M. Saaïd Amzazi, ministre de l’Education nationale, a déclaré devant les députés que «140 250 élèves sont passés du privé au public au titre de l’année scolaire 2020-2021, contre 52 000 l’année précédente». On sait que la part du secteur privé est de l’ordre de 11 à 12% par rapport au public.

Est-ce à dire que l’état du public s’est amélioré au point que des parents aient préféré faire confiance à la politique de l’Etat dans ce secteur? Non, c’est la crise économique qui les aurait poussés à confier leurs enfants à l’école publique. Pendant ce temps-là, le privé continue son business en toute tranquillité.

La réforme de l’Education nationale, maintes fois étudiée et préparée est restée en suspens. L’ancien ministre Mohammed Hassad avait entamé la mise en application d’une réforme qui avait été préparée par une commission sous la houlette de Omar Azziman, une personne de qualité, au-dessus de tout soupçon. Cela semblait aller dans le bon sens. Malheureusement, il a été interrompu dans son élan et relevé de ses fonctions. Ceux qui lui ont succédé, me semble-t-il, n’ont pas continué ce qu’il avait mis en marche.

Le Maroc a fait le choix d’une économie libérale. Le privé a droit à exercer. Mais dans quelles conditions et avec quel cahier des charges?

Cela nous amène à évoquer le scandale des cliniques privées, scandale plusieurs fois dénoncé dans les médias, mais ça se poursuit avec une arrogance inadmissible.

Dernièrement, un membre de ma famille a été admis dans une clinique dans un état grave. Avant toute chose, il fallait déposer la somme de vingt mille dirhams en espèces. Pas de chèque. Ensuite, il a été si mal soigné, qu’il est décédé six jours après son admission. Le corps du défunt n’a été autorisé à quitter la clinique qu’une fois la somme de 90 000 dirhams ait été déboursée en espèces, bien sûr.
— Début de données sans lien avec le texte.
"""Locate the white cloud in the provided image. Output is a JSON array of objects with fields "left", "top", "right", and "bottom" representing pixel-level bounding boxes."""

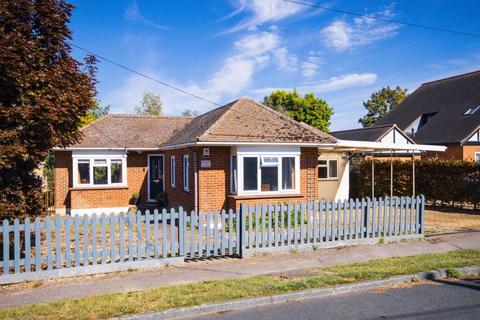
[
  {"left": 104, "top": 30, "right": 287, "bottom": 115},
  {"left": 301, "top": 53, "right": 322, "bottom": 78},
  {"left": 220, "top": 0, "right": 305, "bottom": 33},
  {"left": 124, "top": 1, "right": 167, "bottom": 30},
  {"left": 321, "top": 6, "right": 399, "bottom": 51},
  {"left": 273, "top": 47, "right": 298, "bottom": 72},
  {"left": 253, "top": 72, "right": 378, "bottom": 95}
]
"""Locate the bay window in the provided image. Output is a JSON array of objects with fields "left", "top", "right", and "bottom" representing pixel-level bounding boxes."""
[
  {"left": 72, "top": 152, "right": 127, "bottom": 188},
  {"left": 233, "top": 147, "right": 300, "bottom": 195}
]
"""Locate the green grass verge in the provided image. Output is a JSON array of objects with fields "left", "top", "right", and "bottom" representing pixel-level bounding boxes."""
[{"left": 1, "top": 249, "right": 479, "bottom": 320}]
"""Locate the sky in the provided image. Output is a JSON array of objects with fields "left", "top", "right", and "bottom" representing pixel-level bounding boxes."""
[{"left": 69, "top": 0, "right": 480, "bottom": 131}]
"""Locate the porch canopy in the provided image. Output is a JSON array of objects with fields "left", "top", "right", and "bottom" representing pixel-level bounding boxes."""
[{"left": 318, "top": 139, "right": 447, "bottom": 199}]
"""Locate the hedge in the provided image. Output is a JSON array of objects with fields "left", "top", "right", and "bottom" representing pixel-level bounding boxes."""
[{"left": 350, "top": 158, "right": 480, "bottom": 208}]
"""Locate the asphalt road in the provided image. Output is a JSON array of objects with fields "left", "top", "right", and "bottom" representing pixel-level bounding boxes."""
[{"left": 191, "top": 277, "right": 480, "bottom": 320}]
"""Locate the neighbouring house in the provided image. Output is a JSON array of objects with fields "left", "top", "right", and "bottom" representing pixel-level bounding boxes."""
[
  {"left": 330, "top": 124, "right": 419, "bottom": 159},
  {"left": 375, "top": 70, "right": 480, "bottom": 161},
  {"left": 53, "top": 98, "right": 444, "bottom": 215}
]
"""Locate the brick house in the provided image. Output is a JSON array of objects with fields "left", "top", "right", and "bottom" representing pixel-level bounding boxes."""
[
  {"left": 53, "top": 98, "right": 444, "bottom": 215},
  {"left": 375, "top": 70, "right": 480, "bottom": 161}
]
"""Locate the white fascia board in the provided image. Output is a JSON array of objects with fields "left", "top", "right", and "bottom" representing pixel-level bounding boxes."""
[{"left": 336, "top": 140, "right": 446, "bottom": 152}]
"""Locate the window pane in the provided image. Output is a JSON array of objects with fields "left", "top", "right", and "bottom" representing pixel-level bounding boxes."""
[
  {"left": 94, "top": 159, "right": 107, "bottom": 165},
  {"left": 261, "top": 156, "right": 279, "bottom": 166},
  {"left": 476, "top": 153, "right": 480, "bottom": 162},
  {"left": 318, "top": 166, "right": 328, "bottom": 179},
  {"left": 231, "top": 156, "right": 237, "bottom": 193},
  {"left": 243, "top": 157, "right": 258, "bottom": 191},
  {"left": 261, "top": 166, "right": 278, "bottom": 191},
  {"left": 329, "top": 160, "right": 338, "bottom": 178},
  {"left": 111, "top": 159, "right": 122, "bottom": 183},
  {"left": 282, "top": 157, "right": 295, "bottom": 190},
  {"left": 94, "top": 166, "right": 107, "bottom": 184},
  {"left": 78, "top": 160, "right": 90, "bottom": 184},
  {"left": 318, "top": 160, "right": 327, "bottom": 166}
]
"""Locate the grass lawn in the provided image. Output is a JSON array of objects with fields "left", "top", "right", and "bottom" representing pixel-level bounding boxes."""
[{"left": 1, "top": 249, "right": 479, "bottom": 320}]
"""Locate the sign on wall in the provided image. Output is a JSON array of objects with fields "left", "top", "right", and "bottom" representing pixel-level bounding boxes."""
[{"left": 201, "top": 159, "right": 211, "bottom": 168}]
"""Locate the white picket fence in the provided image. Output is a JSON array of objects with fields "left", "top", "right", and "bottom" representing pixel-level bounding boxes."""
[{"left": 0, "top": 196, "right": 424, "bottom": 284}]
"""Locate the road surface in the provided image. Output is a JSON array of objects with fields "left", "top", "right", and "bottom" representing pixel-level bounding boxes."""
[{"left": 190, "top": 277, "right": 480, "bottom": 320}]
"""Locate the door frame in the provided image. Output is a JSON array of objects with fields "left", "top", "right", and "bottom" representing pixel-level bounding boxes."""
[{"left": 147, "top": 154, "right": 165, "bottom": 202}]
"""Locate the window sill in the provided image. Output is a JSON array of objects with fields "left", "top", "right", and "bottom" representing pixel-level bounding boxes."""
[
  {"left": 70, "top": 185, "right": 128, "bottom": 191},
  {"left": 318, "top": 178, "right": 339, "bottom": 181},
  {"left": 228, "top": 193, "right": 302, "bottom": 200}
]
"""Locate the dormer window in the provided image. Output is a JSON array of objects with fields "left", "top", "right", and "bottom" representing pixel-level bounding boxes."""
[{"left": 463, "top": 106, "right": 480, "bottom": 116}]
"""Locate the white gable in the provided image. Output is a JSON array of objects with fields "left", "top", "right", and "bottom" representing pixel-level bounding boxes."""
[
  {"left": 379, "top": 127, "right": 412, "bottom": 144},
  {"left": 467, "top": 129, "right": 480, "bottom": 142}
]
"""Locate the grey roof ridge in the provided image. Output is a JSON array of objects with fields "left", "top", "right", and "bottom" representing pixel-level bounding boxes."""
[{"left": 421, "top": 69, "right": 480, "bottom": 87}]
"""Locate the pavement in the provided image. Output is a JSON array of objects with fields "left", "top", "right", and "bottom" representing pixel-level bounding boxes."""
[
  {"left": 0, "top": 231, "right": 479, "bottom": 309},
  {"left": 191, "top": 276, "right": 480, "bottom": 320}
]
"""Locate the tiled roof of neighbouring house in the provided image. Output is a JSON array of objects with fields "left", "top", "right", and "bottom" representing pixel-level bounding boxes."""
[
  {"left": 70, "top": 98, "right": 336, "bottom": 149},
  {"left": 330, "top": 124, "right": 396, "bottom": 142},
  {"left": 375, "top": 70, "right": 480, "bottom": 144}
]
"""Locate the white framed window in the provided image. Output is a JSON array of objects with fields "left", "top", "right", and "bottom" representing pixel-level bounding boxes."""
[
  {"left": 318, "top": 159, "right": 338, "bottom": 180},
  {"left": 475, "top": 152, "right": 480, "bottom": 162},
  {"left": 234, "top": 146, "right": 300, "bottom": 196},
  {"left": 72, "top": 151, "right": 127, "bottom": 188},
  {"left": 170, "top": 156, "right": 176, "bottom": 188},
  {"left": 183, "top": 154, "right": 189, "bottom": 192}
]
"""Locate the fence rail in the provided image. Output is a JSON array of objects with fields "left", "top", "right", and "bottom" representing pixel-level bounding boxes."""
[{"left": 0, "top": 196, "right": 424, "bottom": 284}]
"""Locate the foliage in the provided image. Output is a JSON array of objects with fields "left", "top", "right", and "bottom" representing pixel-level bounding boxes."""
[
  {"left": 358, "top": 86, "right": 408, "bottom": 128},
  {"left": 80, "top": 99, "right": 110, "bottom": 127},
  {"left": 181, "top": 109, "right": 198, "bottom": 117},
  {"left": 0, "top": 249, "right": 477, "bottom": 319},
  {"left": 134, "top": 92, "right": 163, "bottom": 115},
  {"left": 0, "top": 0, "right": 97, "bottom": 220},
  {"left": 350, "top": 158, "right": 480, "bottom": 208},
  {"left": 263, "top": 90, "right": 333, "bottom": 132}
]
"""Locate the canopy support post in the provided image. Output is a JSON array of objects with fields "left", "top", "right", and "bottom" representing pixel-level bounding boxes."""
[
  {"left": 412, "top": 151, "right": 416, "bottom": 197},
  {"left": 390, "top": 150, "right": 393, "bottom": 199},
  {"left": 371, "top": 154, "right": 375, "bottom": 199}
]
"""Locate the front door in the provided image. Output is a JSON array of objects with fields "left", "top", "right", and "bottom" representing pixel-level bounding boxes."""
[{"left": 149, "top": 155, "right": 164, "bottom": 201}]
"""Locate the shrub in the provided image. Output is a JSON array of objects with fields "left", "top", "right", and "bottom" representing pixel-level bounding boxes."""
[{"left": 350, "top": 158, "right": 480, "bottom": 208}]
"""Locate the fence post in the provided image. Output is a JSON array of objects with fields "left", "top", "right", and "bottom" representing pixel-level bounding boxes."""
[
  {"left": 364, "top": 197, "right": 370, "bottom": 238},
  {"left": 178, "top": 207, "right": 185, "bottom": 257},
  {"left": 419, "top": 195, "right": 425, "bottom": 234},
  {"left": 238, "top": 203, "right": 245, "bottom": 258}
]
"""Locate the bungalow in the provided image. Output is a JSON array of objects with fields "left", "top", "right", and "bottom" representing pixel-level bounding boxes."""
[{"left": 53, "top": 98, "right": 445, "bottom": 215}]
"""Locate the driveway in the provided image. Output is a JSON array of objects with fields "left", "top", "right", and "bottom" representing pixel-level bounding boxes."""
[
  {"left": 191, "top": 276, "right": 480, "bottom": 320},
  {"left": 426, "top": 209, "right": 480, "bottom": 233}
]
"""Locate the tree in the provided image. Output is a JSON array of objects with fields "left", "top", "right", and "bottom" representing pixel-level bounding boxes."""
[
  {"left": 134, "top": 92, "right": 163, "bottom": 115},
  {"left": 263, "top": 90, "right": 333, "bottom": 132},
  {"left": 358, "top": 86, "right": 408, "bottom": 128},
  {"left": 0, "top": 0, "right": 97, "bottom": 220},
  {"left": 181, "top": 109, "right": 198, "bottom": 117},
  {"left": 81, "top": 99, "right": 110, "bottom": 126}
]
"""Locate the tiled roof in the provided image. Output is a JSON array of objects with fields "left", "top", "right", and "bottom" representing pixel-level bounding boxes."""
[
  {"left": 72, "top": 115, "right": 193, "bottom": 148},
  {"left": 71, "top": 98, "right": 336, "bottom": 149},
  {"left": 330, "top": 124, "right": 395, "bottom": 142},
  {"left": 164, "top": 98, "right": 336, "bottom": 146},
  {"left": 376, "top": 70, "right": 480, "bottom": 144}
]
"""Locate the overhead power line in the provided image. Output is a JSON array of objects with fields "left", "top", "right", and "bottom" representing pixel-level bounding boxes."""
[
  {"left": 70, "top": 43, "right": 222, "bottom": 107},
  {"left": 284, "top": 0, "right": 480, "bottom": 39}
]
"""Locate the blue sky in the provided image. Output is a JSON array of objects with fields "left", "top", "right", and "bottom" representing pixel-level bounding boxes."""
[{"left": 69, "top": 0, "right": 480, "bottom": 130}]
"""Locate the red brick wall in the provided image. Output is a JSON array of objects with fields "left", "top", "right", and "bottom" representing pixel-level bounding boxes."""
[
  {"left": 425, "top": 144, "right": 480, "bottom": 161},
  {"left": 164, "top": 148, "right": 195, "bottom": 212},
  {"left": 462, "top": 145, "right": 480, "bottom": 161},
  {"left": 54, "top": 151, "right": 151, "bottom": 213}
]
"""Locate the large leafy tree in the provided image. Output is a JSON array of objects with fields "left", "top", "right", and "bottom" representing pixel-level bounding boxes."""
[
  {"left": 263, "top": 90, "right": 333, "bottom": 132},
  {"left": 0, "top": 0, "right": 97, "bottom": 219},
  {"left": 359, "top": 86, "right": 408, "bottom": 128},
  {"left": 134, "top": 92, "right": 163, "bottom": 115}
]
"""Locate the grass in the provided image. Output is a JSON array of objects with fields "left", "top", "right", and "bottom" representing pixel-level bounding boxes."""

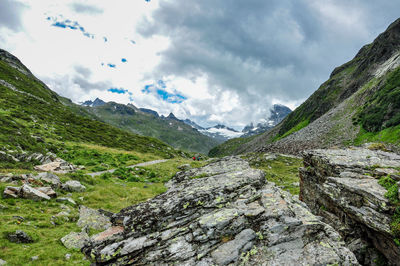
[
  {"left": 356, "top": 67, "right": 400, "bottom": 132},
  {"left": 242, "top": 153, "right": 303, "bottom": 195},
  {"left": 353, "top": 125, "right": 400, "bottom": 146},
  {"left": 0, "top": 142, "right": 205, "bottom": 265},
  {"left": 377, "top": 176, "right": 400, "bottom": 246}
]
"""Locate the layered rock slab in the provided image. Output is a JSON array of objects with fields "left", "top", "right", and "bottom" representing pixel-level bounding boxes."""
[
  {"left": 83, "top": 156, "right": 357, "bottom": 265},
  {"left": 300, "top": 148, "right": 400, "bottom": 265}
]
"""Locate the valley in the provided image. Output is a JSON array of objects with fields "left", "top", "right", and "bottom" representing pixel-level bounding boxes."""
[{"left": 1, "top": 9, "right": 400, "bottom": 266}]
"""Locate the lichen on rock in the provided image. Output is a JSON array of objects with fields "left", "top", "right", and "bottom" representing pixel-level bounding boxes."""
[{"left": 82, "top": 156, "right": 358, "bottom": 265}]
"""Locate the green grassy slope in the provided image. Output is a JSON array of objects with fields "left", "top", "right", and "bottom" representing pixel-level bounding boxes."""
[{"left": 0, "top": 49, "right": 185, "bottom": 166}]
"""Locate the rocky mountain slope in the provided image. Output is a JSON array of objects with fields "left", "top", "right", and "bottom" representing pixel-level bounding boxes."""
[
  {"left": 241, "top": 104, "right": 292, "bottom": 137},
  {"left": 0, "top": 48, "right": 184, "bottom": 168},
  {"left": 81, "top": 156, "right": 358, "bottom": 265},
  {"left": 212, "top": 18, "right": 400, "bottom": 156},
  {"left": 81, "top": 101, "right": 220, "bottom": 154}
]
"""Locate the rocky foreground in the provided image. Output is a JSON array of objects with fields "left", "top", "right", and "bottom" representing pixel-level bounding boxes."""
[
  {"left": 82, "top": 157, "right": 357, "bottom": 265},
  {"left": 300, "top": 147, "right": 400, "bottom": 265}
]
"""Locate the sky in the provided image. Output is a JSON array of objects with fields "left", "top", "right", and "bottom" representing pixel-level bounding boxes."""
[{"left": 1, "top": 0, "right": 400, "bottom": 129}]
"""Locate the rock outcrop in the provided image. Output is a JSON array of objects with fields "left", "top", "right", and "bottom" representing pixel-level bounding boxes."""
[
  {"left": 82, "top": 157, "right": 358, "bottom": 265},
  {"left": 300, "top": 148, "right": 400, "bottom": 265}
]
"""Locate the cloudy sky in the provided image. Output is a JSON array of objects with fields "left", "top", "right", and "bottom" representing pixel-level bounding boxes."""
[{"left": 1, "top": 0, "right": 399, "bottom": 129}]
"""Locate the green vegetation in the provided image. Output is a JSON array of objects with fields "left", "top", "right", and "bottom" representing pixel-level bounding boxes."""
[
  {"left": 378, "top": 176, "right": 400, "bottom": 246},
  {"left": 0, "top": 49, "right": 196, "bottom": 173},
  {"left": 378, "top": 176, "right": 399, "bottom": 204},
  {"left": 0, "top": 141, "right": 204, "bottom": 265},
  {"left": 354, "top": 124, "right": 400, "bottom": 147},
  {"left": 208, "top": 135, "right": 257, "bottom": 157},
  {"left": 356, "top": 67, "right": 400, "bottom": 132},
  {"left": 242, "top": 153, "right": 302, "bottom": 195}
]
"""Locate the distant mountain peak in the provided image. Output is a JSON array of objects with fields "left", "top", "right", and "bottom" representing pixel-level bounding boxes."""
[
  {"left": 242, "top": 104, "right": 291, "bottom": 137},
  {"left": 167, "top": 112, "right": 179, "bottom": 120},
  {"left": 81, "top": 98, "right": 106, "bottom": 107}
]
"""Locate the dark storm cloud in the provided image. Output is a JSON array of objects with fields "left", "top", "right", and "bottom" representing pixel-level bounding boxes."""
[
  {"left": 71, "top": 3, "right": 103, "bottom": 14},
  {"left": 138, "top": 0, "right": 400, "bottom": 114},
  {"left": 74, "top": 65, "right": 92, "bottom": 79},
  {"left": 73, "top": 76, "right": 110, "bottom": 92},
  {"left": 0, "top": 0, "right": 26, "bottom": 32}
]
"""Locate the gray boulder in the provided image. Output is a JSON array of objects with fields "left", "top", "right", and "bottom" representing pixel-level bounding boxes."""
[
  {"left": 77, "top": 206, "right": 111, "bottom": 231},
  {"left": 34, "top": 172, "right": 61, "bottom": 188},
  {"left": 178, "top": 164, "right": 191, "bottom": 171},
  {"left": 82, "top": 156, "right": 358, "bottom": 265},
  {"left": 300, "top": 148, "right": 400, "bottom": 265},
  {"left": 62, "top": 180, "right": 86, "bottom": 192},
  {"left": 61, "top": 231, "right": 89, "bottom": 250},
  {"left": 36, "top": 187, "right": 57, "bottom": 198},
  {"left": 3, "top": 186, "right": 20, "bottom": 198},
  {"left": 0, "top": 259, "right": 6, "bottom": 265},
  {"left": 20, "top": 184, "right": 50, "bottom": 201}
]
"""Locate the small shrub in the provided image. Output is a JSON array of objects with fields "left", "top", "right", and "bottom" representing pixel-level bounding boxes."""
[{"left": 100, "top": 172, "right": 112, "bottom": 180}]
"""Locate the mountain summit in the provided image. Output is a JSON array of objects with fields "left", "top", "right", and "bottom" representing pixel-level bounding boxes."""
[
  {"left": 81, "top": 98, "right": 106, "bottom": 107},
  {"left": 242, "top": 104, "right": 292, "bottom": 137}
]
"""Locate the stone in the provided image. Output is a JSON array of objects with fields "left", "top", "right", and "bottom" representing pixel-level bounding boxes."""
[
  {"left": 56, "top": 197, "right": 76, "bottom": 205},
  {"left": 34, "top": 158, "right": 76, "bottom": 173},
  {"left": 82, "top": 156, "right": 358, "bottom": 265},
  {"left": 7, "top": 230, "right": 33, "bottom": 243},
  {"left": 264, "top": 153, "right": 277, "bottom": 160},
  {"left": 178, "top": 164, "right": 191, "bottom": 171},
  {"left": 20, "top": 184, "right": 50, "bottom": 200},
  {"left": 36, "top": 187, "right": 57, "bottom": 198},
  {"left": 300, "top": 148, "right": 400, "bottom": 265},
  {"left": 211, "top": 229, "right": 256, "bottom": 265},
  {"left": 65, "top": 254, "right": 71, "bottom": 260},
  {"left": 0, "top": 259, "right": 6, "bottom": 265},
  {"left": 77, "top": 206, "right": 111, "bottom": 231},
  {"left": 61, "top": 231, "right": 89, "bottom": 250},
  {"left": 34, "top": 172, "right": 61, "bottom": 188},
  {"left": 3, "top": 186, "right": 20, "bottom": 198},
  {"left": 30, "top": 256, "right": 39, "bottom": 261},
  {"left": 62, "top": 180, "right": 86, "bottom": 192}
]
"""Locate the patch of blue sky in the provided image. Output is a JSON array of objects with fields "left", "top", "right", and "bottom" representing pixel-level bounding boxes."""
[
  {"left": 157, "top": 80, "right": 167, "bottom": 88},
  {"left": 156, "top": 89, "right": 186, "bottom": 103},
  {"left": 108, "top": 88, "right": 128, "bottom": 94},
  {"left": 142, "top": 84, "right": 153, "bottom": 93},
  {"left": 121, "top": 58, "right": 127, "bottom": 63},
  {"left": 142, "top": 82, "right": 186, "bottom": 103},
  {"left": 48, "top": 16, "right": 94, "bottom": 39},
  {"left": 130, "top": 40, "right": 136, "bottom": 44},
  {"left": 107, "top": 63, "right": 116, "bottom": 68},
  {"left": 103, "top": 37, "right": 108, "bottom": 42}
]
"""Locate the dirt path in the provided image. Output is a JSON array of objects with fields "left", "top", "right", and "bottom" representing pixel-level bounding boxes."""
[{"left": 87, "top": 159, "right": 169, "bottom": 177}]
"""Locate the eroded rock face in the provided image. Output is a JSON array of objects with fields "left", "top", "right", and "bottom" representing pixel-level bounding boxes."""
[
  {"left": 300, "top": 148, "right": 400, "bottom": 265},
  {"left": 82, "top": 157, "right": 357, "bottom": 265}
]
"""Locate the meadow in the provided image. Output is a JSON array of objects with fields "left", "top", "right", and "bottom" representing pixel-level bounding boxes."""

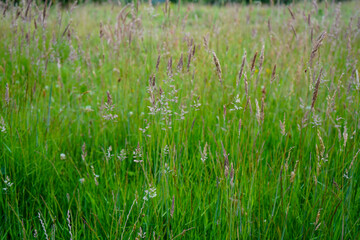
[{"left": 0, "top": 0, "right": 360, "bottom": 239}]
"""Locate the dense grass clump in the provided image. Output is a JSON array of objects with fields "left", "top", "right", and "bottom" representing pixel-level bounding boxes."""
[{"left": 0, "top": 1, "right": 360, "bottom": 239}]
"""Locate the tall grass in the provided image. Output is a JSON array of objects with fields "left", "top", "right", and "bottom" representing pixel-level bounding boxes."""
[{"left": 0, "top": 0, "right": 360, "bottom": 239}]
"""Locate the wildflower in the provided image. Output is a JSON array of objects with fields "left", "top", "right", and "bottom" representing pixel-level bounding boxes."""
[
  {"left": 79, "top": 178, "right": 85, "bottom": 184},
  {"left": 60, "top": 153, "right": 66, "bottom": 160}
]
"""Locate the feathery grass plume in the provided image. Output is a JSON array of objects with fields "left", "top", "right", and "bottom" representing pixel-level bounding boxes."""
[
  {"left": 284, "top": 147, "right": 295, "bottom": 171},
  {"left": 121, "top": 197, "right": 137, "bottom": 240},
  {"left": 245, "top": 95, "right": 253, "bottom": 114},
  {"left": 258, "top": 45, "right": 265, "bottom": 72},
  {"left": 290, "top": 160, "right": 299, "bottom": 183},
  {"left": 312, "top": 0, "right": 319, "bottom": 14},
  {"left": 250, "top": 51, "right": 258, "bottom": 75},
  {"left": 187, "top": 51, "right": 192, "bottom": 72},
  {"left": 314, "top": 209, "right": 321, "bottom": 231},
  {"left": 43, "top": 0, "right": 48, "bottom": 22},
  {"left": 350, "top": 149, "right": 360, "bottom": 170},
  {"left": 230, "top": 163, "right": 234, "bottom": 187},
  {"left": 106, "top": 91, "right": 113, "bottom": 106},
  {"left": 237, "top": 51, "right": 247, "bottom": 87},
  {"left": 170, "top": 195, "right": 175, "bottom": 218},
  {"left": 270, "top": 64, "right": 277, "bottom": 83},
  {"left": 287, "top": 7, "right": 295, "bottom": 20},
  {"left": 311, "top": 68, "right": 323, "bottom": 110},
  {"left": 99, "top": 22, "right": 104, "bottom": 38},
  {"left": 244, "top": 71, "right": 249, "bottom": 99},
  {"left": 256, "top": 45, "right": 265, "bottom": 84},
  {"left": 156, "top": 55, "right": 161, "bottom": 71},
  {"left": 260, "top": 86, "right": 265, "bottom": 124},
  {"left": 200, "top": 142, "right": 208, "bottom": 164},
  {"left": 2, "top": 1, "right": 9, "bottom": 17},
  {"left": 221, "top": 142, "right": 229, "bottom": 177},
  {"left": 149, "top": 74, "right": 156, "bottom": 87},
  {"left": 192, "top": 44, "right": 196, "bottom": 57},
  {"left": 309, "top": 32, "right": 326, "bottom": 68},
  {"left": 291, "top": 25, "right": 297, "bottom": 38},
  {"left": 91, "top": 166, "right": 99, "bottom": 186},
  {"left": 344, "top": 149, "right": 360, "bottom": 178},
  {"left": 133, "top": 142, "right": 143, "bottom": 163},
  {"left": 343, "top": 126, "right": 348, "bottom": 149},
  {"left": 326, "top": 73, "right": 343, "bottom": 115},
  {"left": 255, "top": 99, "right": 261, "bottom": 125},
  {"left": 212, "top": 51, "right": 222, "bottom": 84},
  {"left": 38, "top": 212, "right": 49, "bottom": 240},
  {"left": 67, "top": 210, "right": 73, "bottom": 240},
  {"left": 5, "top": 83, "right": 9, "bottom": 105},
  {"left": 24, "top": 0, "right": 33, "bottom": 19},
  {"left": 267, "top": 18, "right": 272, "bottom": 32},
  {"left": 238, "top": 119, "right": 242, "bottom": 136},
  {"left": 103, "top": 91, "right": 118, "bottom": 121},
  {"left": 316, "top": 130, "right": 327, "bottom": 170},
  {"left": 167, "top": 56, "right": 172, "bottom": 77},
  {"left": 81, "top": 142, "right": 87, "bottom": 162},
  {"left": 279, "top": 114, "right": 286, "bottom": 136},
  {"left": 177, "top": 53, "right": 183, "bottom": 72},
  {"left": 203, "top": 34, "right": 209, "bottom": 50}
]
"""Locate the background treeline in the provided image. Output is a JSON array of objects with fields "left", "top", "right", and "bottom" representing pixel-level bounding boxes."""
[{"left": 0, "top": 0, "right": 350, "bottom": 6}]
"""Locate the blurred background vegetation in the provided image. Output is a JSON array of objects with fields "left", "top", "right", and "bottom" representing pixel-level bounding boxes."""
[{"left": 0, "top": 0, "right": 350, "bottom": 7}]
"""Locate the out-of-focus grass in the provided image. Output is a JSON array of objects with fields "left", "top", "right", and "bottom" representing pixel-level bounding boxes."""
[{"left": 0, "top": 1, "right": 360, "bottom": 239}]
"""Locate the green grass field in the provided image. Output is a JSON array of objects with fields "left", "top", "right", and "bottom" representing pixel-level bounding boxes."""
[{"left": 1, "top": 1, "right": 360, "bottom": 239}]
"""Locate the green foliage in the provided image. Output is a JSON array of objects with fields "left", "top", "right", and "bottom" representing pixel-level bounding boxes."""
[{"left": 0, "top": 1, "right": 360, "bottom": 239}]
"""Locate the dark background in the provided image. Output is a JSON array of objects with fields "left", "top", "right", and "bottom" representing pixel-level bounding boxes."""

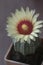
[{"left": 0, "top": 0, "right": 43, "bottom": 65}]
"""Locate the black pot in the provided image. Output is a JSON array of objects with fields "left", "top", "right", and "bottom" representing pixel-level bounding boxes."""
[{"left": 6, "top": 39, "right": 43, "bottom": 65}]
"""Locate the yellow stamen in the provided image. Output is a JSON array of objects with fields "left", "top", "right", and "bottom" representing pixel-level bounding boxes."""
[{"left": 22, "top": 24, "right": 28, "bottom": 31}]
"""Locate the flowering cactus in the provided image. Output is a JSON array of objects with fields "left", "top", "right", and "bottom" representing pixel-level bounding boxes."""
[{"left": 6, "top": 7, "right": 43, "bottom": 55}]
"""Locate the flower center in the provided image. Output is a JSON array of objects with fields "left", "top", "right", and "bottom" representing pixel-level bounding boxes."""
[
  {"left": 17, "top": 20, "right": 33, "bottom": 35},
  {"left": 22, "top": 24, "right": 28, "bottom": 31}
]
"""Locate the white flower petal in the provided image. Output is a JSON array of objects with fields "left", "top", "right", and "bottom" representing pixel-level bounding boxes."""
[
  {"left": 15, "top": 36, "right": 20, "bottom": 42},
  {"left": 15, "top": 35, "right": 23, "bottom": 39},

Je pense que c’est le cas un peu partout dans le pays. Il est normal qu’une clinique se fasse payer le travail qu’elle a fourni. Mais ce qui est insupportable c’est l’exploitation de la détresse et le malheur de la famille, en exagérant le montant des factures. Quel est le fils qui, à l’annonce de la mort de son père, va négocier les sommes réclamées par la clinique? Son cœur, sa vie, sont dans le malheur et le deuil. Il n’a pas la tête à discuter avec un chef de clinique qui exige des sommes énormes ne correspondant pas au travail fourni.

Qui va mettre de l’ordre et de l’éthique dans ce business devenu florissant vu que l’état des hôpitaux est lamentable? J’ai appris (de la bouche d’un ancien ministre connu pour sa compétence et son intégrité) que le fisc aurait accordé aux cliniques le droit à un forfait minime par rapport aux sommes qu’elles engrangent.

Le gouvernement doit intervenir et mettre de l’ordre dans cette situation que des milliers de familles dénoncent. La chose est simple. Il suffit d’un contrôle systématique de la manière dont la clinique fonctionne en établissant le prix des différentes interventions en tenant compte du pouvoir d’achat du citoyen marocain. Le fisc devrait participer à ces contrôles afin que les cliniques cessent d’être une source d’enrichissement immoral en exigeant d’être réglées en espèces afin de payer moins d’impôts.

La manière dont certaines cliniques se conduisent actuellement dans la lutte contre le Covid-19 a été maintes fois exposée et dénoncée par les médias et des témoins. Pendant ce temps- là, que fait le gouvernement? Il laisse faire.

Le Maroc dispose d’un corps médical de qualité dans l’ensemble. Ses facultés de médecine ont une bonne réputation. Alors pourquoi ça ne fonctionne pas quand il s’agit de soigner des citoyens? Le mal est l’environnement global dans lequel nous évoluons sans réagir, attendant que les solutions tombent du ciel.

Cet environnement sent mauvais. La corruption et la rapacité font bon ménage. Un coup d’arrêt devrait être donné au plus tôt à cette situation qui inquiète les citoyens qui n’ont pas les moyens d’aller (bien) se faire soigner à l’étranger. Une commission d’enquête composée de personnes compétentes et intègres devrait aller voir comment certaines cliniques se conduisent comme c’est le cas en Amérique: avant de recevoir un malade, qui se présente parfois dans les urgences, on réclame à sa famille non pas sa carte de crédit comme aux Etats-Unis, mais de l’argent en espèces. Sinon, qu’il crève. 

Basta de cette délinquance dont souffre le peuple marocain.